TIMOMACO (Τιμόμαχος, Timomăchus)
Pittore nato a Bisanzio, contemporaneo di G. Cesare. Di lui erano rinomati un Aiace e una Medea, evidentemente tavole, che Cesare pose nel tempio di Venere Genitrice, ed anche: l'Oreste ed Ifigenia in Tauride, una Gorgone e qualche soggetto di genere. La Medea (meditante la vendetta mediante l'uccisione dei figli) secondo Plinio fu l'ultima opera, lasciata incompiuta dall'artista. Per la sua collocazione in Roma diede luogo a molti epigrammi e ricordi poetici, in greco e in latino; ma di tal genere di poesia, per cui l'opera d'arte era pretesto a giochi di concetto, non è da fidarsi per l'apprezzamento di essa.
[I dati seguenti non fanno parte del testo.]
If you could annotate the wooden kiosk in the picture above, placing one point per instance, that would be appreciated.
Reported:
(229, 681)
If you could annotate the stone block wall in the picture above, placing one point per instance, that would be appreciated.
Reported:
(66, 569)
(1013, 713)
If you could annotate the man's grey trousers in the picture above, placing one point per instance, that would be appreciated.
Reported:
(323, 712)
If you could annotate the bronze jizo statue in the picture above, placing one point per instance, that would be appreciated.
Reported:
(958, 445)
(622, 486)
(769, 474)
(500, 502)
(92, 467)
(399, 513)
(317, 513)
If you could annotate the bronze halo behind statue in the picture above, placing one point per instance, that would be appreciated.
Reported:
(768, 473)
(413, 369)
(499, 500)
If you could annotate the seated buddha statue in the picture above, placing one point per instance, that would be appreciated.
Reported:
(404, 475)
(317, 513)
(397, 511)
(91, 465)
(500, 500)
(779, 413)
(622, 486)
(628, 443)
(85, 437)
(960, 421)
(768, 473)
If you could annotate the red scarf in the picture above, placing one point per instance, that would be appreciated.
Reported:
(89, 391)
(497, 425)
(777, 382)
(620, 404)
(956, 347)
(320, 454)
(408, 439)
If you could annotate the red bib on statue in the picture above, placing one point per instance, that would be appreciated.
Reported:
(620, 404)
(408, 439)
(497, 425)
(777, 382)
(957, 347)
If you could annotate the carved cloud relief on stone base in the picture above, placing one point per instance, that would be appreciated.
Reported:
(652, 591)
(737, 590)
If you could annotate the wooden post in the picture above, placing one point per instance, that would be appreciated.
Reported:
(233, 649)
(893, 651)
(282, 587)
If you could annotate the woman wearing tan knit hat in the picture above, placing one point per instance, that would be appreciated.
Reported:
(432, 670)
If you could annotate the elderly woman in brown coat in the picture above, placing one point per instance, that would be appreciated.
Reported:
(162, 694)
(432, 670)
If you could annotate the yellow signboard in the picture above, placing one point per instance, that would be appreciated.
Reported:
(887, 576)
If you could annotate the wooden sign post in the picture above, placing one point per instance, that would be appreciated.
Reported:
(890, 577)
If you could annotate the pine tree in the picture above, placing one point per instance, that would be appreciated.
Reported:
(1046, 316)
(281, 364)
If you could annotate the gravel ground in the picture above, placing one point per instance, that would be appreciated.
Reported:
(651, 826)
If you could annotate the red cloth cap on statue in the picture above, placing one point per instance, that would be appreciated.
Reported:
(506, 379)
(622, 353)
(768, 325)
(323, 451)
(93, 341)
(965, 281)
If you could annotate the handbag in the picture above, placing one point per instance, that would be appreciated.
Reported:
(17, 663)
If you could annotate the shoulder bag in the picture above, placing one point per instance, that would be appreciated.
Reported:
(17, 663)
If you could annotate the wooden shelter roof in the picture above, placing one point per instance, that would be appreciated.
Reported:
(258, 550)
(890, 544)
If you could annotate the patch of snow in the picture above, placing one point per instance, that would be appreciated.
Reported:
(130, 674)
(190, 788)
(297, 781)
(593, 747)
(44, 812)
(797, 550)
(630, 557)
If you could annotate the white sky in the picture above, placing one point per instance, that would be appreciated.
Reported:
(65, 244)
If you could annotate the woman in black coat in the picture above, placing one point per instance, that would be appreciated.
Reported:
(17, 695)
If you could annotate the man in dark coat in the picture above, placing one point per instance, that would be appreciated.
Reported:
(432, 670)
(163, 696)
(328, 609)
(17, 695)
Più dovremmo fidarci degli echi che se ne possono aspettare nella pittura delle città campane, dove infatti troviamo un dipinto pompeiano con la scena accennata (in presenza dei fanciulli e del pedagogo) e un frammento di altro ercolanese, con la sola figura superstite di Medea, di valore artistico senza paragone superiore. Le due Medee però non somigliano tra loro nei particolari, ed è stato anche pensato a un loro originale protodiadocheo, diverso dal quadro di Timomaco. Dubbî sono anche gli echi dell'Ifigenia.
Bibl.: E. Pfuhl, Malerei und Zeichnung d. Griechen, Monaco 1923, pagina 820 segg.